Microsoft is once again lashing out at Google, taking the search giant to task (again) for not allowing a "full featured" YouTube app for Windows Phone.

This, Microsoft said in a blog post this week, is just one reason why the Federal Trade Commission's antitrust probe into Google is warranted.

"You might think that Google would be on its best behavior given it's under the bright lights of regulatory scrutiny on two continents, particularly as it seeks to assure antitrust enforcers in the U.S. and Europe that it can be trusted on the basis of non-binding assurances that it will not abuse its market position further," wrote Dave Heiner, Microsoft's vice president and deputy general counsel.

Heiner said the YouTube issue is "just one example" of Google "impeding competition in the marketplace."

"We continue to be dogged by an issue we had hoped would be resolved by now: Google continues to prevent Microsoft from offering consumers a fully featured YouTube app for the Windows Phone," he wrote.

"This is an important issue because consumers value YouTube access on their phone: YouTube apps on the Android and Apple platforms were two of the most downloaded mobile applications in 2012, according to recent news reports," he continued. "Yet Google still refuses to allow Windows Phone users to have the same access to YouTube that Android and Apple customers enjoy."

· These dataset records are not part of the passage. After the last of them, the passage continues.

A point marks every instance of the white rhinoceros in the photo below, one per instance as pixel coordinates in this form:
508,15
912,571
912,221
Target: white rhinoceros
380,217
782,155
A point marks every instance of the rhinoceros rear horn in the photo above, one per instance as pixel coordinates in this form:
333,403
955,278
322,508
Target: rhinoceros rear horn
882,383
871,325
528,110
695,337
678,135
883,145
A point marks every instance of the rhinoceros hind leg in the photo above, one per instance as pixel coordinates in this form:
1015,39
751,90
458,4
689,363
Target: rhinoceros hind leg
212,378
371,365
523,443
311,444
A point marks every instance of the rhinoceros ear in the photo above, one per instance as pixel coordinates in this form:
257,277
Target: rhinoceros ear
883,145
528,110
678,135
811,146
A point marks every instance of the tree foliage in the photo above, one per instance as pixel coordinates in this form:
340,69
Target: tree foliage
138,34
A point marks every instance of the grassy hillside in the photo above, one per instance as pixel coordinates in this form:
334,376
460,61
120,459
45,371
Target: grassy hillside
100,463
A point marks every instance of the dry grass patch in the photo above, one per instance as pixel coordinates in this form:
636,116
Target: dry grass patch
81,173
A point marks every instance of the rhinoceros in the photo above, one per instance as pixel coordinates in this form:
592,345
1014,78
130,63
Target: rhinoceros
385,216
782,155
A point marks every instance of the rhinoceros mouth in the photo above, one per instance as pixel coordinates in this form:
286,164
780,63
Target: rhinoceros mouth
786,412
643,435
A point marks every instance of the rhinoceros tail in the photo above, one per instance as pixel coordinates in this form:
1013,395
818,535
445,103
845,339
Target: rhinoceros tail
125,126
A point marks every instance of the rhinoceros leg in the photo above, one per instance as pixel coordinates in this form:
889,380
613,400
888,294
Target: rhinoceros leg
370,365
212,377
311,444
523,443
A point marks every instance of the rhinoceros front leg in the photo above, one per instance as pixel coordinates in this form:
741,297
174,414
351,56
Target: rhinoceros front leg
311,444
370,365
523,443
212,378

Heiner said Microsoft has been engaging with Google for two years on the issue. "But just last month we learned from YouTube that senior executives at Google told them not to enable a first-class YouTube experience on Windows Phones," he said.

Heiner said Microsoft has voiced its displeasure to the FTC and the European Commission, both of which are conducting antitrust investigations into Google.

The post comes several weeks after Google announced that it would remove support for Microsoft's Exchange ActiveSync protocol (Google Sync) as of 30 January. Those currently using Google Sync to connect their mobile devices to their Gmail will remain unaffected, but new users will not be given the option to use Google Sync.

In a statement, a Google spokeswoman said that "contrary to Microsoft's claims, it's easy for consumers to view YouTube videos on Windows phones."

"Windows phone users can access all the features of YouTube through our HTML5-based mobile website, including viewing high-quality video streams, finding favorite videos, seeing video ratings, and searching for video categories," she said. "In fact, we've worked with Microsoft for several years to help build a great YouTube experience on Windows phones."

Microsoft and Google had a rather contentious 2012, with Microsoft launching a number of campaigns intended to highlight what it considered to be lacklustre Google services.